I'm divorced. Got married youngish, had two kids, stuck it out through all kinds of crap because I genuinely thought I loved him and that marriage was forever and we could overcome. This did not include the colleague he had an intense emotional affair with and to whom he was engaged before she'd even left her husband (yeah. pick the bones out of that). So. End of 15 year relationship.
Anyyyywayyyyy...
Recently engaged. Absolutely want to marry DP, despite my previous experience. My kids adore him, kept asking when we'd get married, we're a family as much as we can be when they still have a good relationship with their dad etc.
DP is keen to do a 'big' wedding. It's not huge, sub 100 people, but in order to do that we'd still have to hire a venue (the cheapest option is a hotel nearby) have a ceremony, get dressed up. I feel foolish. Stupid.

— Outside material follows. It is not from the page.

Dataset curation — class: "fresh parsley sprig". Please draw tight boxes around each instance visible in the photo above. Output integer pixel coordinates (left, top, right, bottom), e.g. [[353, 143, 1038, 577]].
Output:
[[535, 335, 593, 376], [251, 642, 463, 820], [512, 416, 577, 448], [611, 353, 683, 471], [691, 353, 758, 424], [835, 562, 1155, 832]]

Like everyone will be looking at me making this huge fuss, like I didn't already do it once and expect it to be the one and only time that time.
I think I'd feel different about something a little more relaxed and 'us' (barn, village hall etc) but the problem is that those options either cost way more money in total than the hotel and/or require the kind of time that neither of us can spend on prepping the damn thing, co-ordinating suppliers etc.
I just feel so uncomfortable about the more formal hotel wedding. It feels like wearing somebody else's clothes and putting myself up for mockery.
Would appreciate some good old fashioned Mumsnet talking-to. But be a little bit nice - I have epic PMT and am rather tearful!